Around him, the neatly-planted forest of paper-trees spread knotty, alien branches, trying to catch the rays of the winter-waning sun. Whenever Wang thought of his grandfather's remarks about his ancestors, he always wondered, as a corollary, what those same ancestors would have thought about a forest growing up here, where no forest like this one had ever grown before.

They were called paper-trees because the bulk of their pulp was used to make paper—they were of no use whatever as lumber—but they weren't really trees, and the organic chemicals that were leached from them during the pulping process were of far more value than the paper pulp.

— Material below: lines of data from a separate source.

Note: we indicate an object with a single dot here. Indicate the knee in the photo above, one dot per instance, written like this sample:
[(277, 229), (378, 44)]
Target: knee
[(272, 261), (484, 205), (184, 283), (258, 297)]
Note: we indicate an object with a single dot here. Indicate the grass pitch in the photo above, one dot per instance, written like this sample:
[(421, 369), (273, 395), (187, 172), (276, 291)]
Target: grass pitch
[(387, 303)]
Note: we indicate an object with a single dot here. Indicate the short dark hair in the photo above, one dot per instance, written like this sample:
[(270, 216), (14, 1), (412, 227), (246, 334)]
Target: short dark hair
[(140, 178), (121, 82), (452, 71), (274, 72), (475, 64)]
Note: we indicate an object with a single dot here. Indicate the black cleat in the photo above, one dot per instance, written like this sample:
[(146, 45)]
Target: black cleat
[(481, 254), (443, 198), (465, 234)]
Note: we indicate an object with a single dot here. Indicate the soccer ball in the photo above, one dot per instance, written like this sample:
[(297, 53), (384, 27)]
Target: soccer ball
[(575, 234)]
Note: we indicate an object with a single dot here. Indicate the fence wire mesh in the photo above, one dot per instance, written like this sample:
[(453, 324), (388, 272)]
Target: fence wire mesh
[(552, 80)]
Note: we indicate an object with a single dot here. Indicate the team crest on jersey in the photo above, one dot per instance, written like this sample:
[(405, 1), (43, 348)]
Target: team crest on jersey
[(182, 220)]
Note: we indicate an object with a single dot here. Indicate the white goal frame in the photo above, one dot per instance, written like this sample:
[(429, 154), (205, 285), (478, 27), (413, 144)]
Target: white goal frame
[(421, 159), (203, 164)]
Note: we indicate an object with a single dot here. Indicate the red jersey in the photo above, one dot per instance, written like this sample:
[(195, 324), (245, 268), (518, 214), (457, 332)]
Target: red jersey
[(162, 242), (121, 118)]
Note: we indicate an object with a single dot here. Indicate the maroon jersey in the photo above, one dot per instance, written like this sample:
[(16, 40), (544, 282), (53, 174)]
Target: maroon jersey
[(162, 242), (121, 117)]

They were mutations of a smaller plant that had been found in the temperate regions of Mars and purposely changed genetically to grow in the Siberian tundra country, where the conditions were similar to, but superior to, their natural habitat. They looked as though someone had managed to crossbreed the Joshua tree with the cypress and then persuaded the result to grow grass instead of leaves. And the photosynthesis of those grasslike blades depended on an iron-bearing compound that was more closely related to hemoglobin than to chlorophyll, giving them a rusty red color instead of the normal green of Earthly plants.

In the distance, Wang heard the whining of the wind increase, and he automatically pulled his coat a little tighter, even though he noticed no increase in the wind velocity around him.

Then, as the whine became louder, he realized that it was not the wind.

He turned his head toward the sound and looked up. For a long minute he watched the sky as the sound increased in volume, but he could see nothing at first. Then he caught a glimpse of motion, a dot that was hard to distinguish against the cloud-mottled gray sky.

What was it? An air transport in trouble? There were two transpolar routes that passed within a few hundred miles of here, but no air transport he had ever seen made a noise like that. Normally they were so high up as to be both invisible and inaudible. Must be trouble of some sort.